- Logo of the hotel
- Galadari Hotel is located in Colombo Fort, Bank of Ceylon and World Trade Center Colombo in the background
- Former names: Galadari Meridien Colombo (1984-1992); Colombo Marriott Hotel (1992-1994);

General information
- Type: Hotel
- Town or city: Colombo
- Country: Sri Lanka
- Opened: 1984; 41 years ago

Other information
- Number of rooms: 450
- Number of restaurants: 4
- Number of bars: 1

Website
- www.galadarihotel.lk

Company
- Company type: Public
- Traded as: CSE: GHLL.N0000
- ISIN: LK0067N00005
- Industry: Hospitality
- Key people: M. A. I. Galadari (Chairman); Sampath Siriwardhana (General Manager);
- Revenue: LKR1,183 million (2022)
- Operating income: LKR(264) million (2022)
- Net income: LKR(117) million (2022)
- Total assets: LKR10,535 million (2022)
- Total equity: LKR8,103 million (2022)
- Number of employees: ▲481 (2022)
- Parent: Galadari Brothers (63.57%)

= Galadari Hotel =

Luxury hotel in Sri Lanka

Galadari Hotel, traded as Galadari Hotels (Lanka) PLC, is a five-star luxury hotel in Colombo, Sri Lanka. Emirati conglomerate, Galadari Brothers are the controlling shareholders of the hotel company. The hotel commenced operations in 1984. The hotel was previously managed by Meridien Hotels and Marriott before the Galadari Brothers themselves took over the management in 1994. The hotel suffered from a couple of terrorist attacks in the 1990s most notably in 1997. In 2022, the hotel won the Hotel Brand of the Year award at the SLIM-Kantar Peoples Awards.

==History==
Galadari Hotels (Lanka) was incorporated in 1980 and the hotel opened in 1984, managed by Meridien Hotels as the Galadari Meridien Colombo. Marriott Hotels & Resorts assumed management in 1992 and the hotel was renamed the Colombo Marriott Hotel.

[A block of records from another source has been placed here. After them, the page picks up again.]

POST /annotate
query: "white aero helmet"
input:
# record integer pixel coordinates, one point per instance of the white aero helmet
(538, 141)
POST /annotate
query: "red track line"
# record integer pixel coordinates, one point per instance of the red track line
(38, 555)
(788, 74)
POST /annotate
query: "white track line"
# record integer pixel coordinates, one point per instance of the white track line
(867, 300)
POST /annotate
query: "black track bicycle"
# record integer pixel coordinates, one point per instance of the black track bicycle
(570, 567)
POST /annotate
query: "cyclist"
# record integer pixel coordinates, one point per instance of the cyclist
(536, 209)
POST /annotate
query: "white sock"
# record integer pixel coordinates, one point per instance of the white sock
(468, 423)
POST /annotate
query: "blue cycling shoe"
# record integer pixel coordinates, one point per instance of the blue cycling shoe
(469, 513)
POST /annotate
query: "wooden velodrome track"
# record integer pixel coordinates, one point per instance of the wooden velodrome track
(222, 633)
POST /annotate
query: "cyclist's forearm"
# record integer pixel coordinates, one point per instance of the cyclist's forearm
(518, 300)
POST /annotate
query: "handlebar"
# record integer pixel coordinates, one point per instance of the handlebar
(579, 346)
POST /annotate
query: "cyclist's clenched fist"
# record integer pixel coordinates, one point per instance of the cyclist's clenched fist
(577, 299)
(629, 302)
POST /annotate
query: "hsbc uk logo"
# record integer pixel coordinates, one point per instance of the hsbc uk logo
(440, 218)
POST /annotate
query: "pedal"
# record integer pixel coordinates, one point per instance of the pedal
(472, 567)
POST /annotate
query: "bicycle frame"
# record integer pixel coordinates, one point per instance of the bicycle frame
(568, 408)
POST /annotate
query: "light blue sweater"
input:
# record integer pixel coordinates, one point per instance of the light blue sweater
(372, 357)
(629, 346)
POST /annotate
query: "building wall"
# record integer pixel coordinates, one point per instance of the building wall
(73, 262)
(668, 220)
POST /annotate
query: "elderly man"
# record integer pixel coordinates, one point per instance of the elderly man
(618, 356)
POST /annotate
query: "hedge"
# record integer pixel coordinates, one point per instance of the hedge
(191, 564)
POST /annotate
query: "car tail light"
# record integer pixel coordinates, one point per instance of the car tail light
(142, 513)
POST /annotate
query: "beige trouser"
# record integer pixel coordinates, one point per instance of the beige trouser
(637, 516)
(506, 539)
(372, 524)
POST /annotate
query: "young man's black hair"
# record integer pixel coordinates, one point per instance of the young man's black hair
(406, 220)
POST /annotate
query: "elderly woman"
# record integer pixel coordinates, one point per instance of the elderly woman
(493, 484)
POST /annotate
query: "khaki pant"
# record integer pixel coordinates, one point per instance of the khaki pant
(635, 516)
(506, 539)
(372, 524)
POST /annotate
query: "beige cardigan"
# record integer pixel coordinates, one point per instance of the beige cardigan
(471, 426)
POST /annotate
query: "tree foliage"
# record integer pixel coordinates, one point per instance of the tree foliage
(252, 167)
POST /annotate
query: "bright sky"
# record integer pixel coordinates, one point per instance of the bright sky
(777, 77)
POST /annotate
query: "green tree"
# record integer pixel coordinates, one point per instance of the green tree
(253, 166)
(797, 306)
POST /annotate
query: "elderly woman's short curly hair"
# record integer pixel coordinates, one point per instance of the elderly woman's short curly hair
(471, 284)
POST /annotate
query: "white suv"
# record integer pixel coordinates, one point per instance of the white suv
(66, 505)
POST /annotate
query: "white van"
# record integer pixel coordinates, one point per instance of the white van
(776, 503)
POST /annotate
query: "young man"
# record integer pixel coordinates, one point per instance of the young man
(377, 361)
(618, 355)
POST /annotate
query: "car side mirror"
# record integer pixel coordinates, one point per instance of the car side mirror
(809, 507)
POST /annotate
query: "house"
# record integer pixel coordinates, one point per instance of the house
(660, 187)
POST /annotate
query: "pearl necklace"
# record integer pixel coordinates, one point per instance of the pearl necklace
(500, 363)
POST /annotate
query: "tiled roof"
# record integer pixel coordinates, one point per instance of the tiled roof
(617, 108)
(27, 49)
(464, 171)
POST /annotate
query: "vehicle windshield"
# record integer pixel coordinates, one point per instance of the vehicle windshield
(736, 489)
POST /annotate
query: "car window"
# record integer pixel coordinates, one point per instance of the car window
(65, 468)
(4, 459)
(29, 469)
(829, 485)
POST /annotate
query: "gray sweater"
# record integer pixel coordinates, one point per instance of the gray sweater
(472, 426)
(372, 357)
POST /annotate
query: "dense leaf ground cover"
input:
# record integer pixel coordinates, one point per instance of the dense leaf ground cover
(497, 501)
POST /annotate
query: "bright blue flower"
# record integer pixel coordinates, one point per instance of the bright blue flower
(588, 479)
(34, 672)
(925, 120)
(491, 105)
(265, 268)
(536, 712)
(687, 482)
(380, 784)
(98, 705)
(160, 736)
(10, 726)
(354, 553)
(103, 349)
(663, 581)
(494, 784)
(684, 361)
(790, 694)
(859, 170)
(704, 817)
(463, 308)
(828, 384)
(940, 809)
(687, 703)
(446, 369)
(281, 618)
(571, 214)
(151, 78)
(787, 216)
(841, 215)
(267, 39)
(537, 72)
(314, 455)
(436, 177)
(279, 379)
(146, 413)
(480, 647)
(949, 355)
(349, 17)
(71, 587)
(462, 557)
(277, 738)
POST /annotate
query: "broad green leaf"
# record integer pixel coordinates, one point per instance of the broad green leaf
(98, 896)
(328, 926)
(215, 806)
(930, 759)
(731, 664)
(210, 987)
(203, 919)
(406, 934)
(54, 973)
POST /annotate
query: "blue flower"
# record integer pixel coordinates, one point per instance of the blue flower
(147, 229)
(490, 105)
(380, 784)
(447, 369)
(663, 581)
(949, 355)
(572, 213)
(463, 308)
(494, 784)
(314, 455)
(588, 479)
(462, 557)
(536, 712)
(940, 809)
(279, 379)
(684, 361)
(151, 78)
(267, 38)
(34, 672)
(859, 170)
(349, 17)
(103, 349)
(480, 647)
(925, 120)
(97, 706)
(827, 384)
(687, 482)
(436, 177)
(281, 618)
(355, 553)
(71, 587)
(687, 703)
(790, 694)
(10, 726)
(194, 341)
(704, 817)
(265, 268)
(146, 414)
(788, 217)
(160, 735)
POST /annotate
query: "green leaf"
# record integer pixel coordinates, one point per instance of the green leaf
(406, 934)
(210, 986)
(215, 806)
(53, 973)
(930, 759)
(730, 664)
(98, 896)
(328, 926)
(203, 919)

On 8 April 1994, a bomb planted in the men's restroom of the Colombo Marriott exploded. Bombs also exploded in Mount Lavinia beach, the Taj Samudra Hotel and the Hotel Sapphire in the same attack. The explosion killed one man, who was identified as a perpetrator by the police. However, the attack injured several people and caused minor damage to the hotels. The Ellalan Force, a Tamil militant group claimed responsibility for the attack. Despite the attack, some 5,000 visitors were attracted to an American trade fair held from 31 May-2 June 1994 in the hotel. The Galadari Brothers, the owning company of the hotel, took over direct management of the property from Marriott in 1994 and it was renamed the Galadari Hotel.

On 15 October 1997, cadres of LTTE launched an attack on the World Trade Center Colombo (WTC). Security of the World Trade Center was tight from three sides, except for the south portion where it was located next to the parking lot of the Galadari Hotel. Five suicide bombers drove a truck filled with explosives to the parking lot of the hotel and fired upon unarmed guards on duty and killed three. Then the suicide bombers drove up to the wall of the WTC and detonated the explosives. The explosion damaged the WTC and the hotel substantially.

In 2012, the hotel company met with a substantial capital loss. The purchase of stocks from Nawaloka Hospitals by Employee's Provident Fund amidst the hotel company making losses met with criticism. In 2019, the hotel planned to invest US$15 million in refurbishment for the first time in its 35-year history. The refurbishment was planned to cover all 450 rooms and was estimated to finish by March 2021. However, the Galadari Brothers were not satisfied with the proposed new look and architecture of the mock-up renovation. Therefore, the hotel started negotiations with Radisson Blu to rebrand the hotel. Galadari Hotel celebrated its 37th anniversary on 9 October 2021. The celebrations also included almsgiving programme in remembrance of the members of the staff who died in the 1997 bombings.

It is currently undergoing renovations. When they are completed in 2025, it will be operated by Radisson Hotels and renamed Radisson Blu Hotel, Galadari Colombo.

==Operations==
The hotel won the brand of the year award at the SLIM-Kantar Peoples Awards in March 2022. It was the third time the hotel won the award. In May 2022, reports were circulating on social media that the hotel management has complained to the Sri Lanka Police against the anti-government protestors. As a result, the hotel started receiving social media outrage including negative reviews on Facebook and Google. The hotel responded with a clarification denying that the management did not complain against the protestors. On 9 July 2022, when the police tear-gassed the protestors the hotel sheltered protestors and provided buckets of water.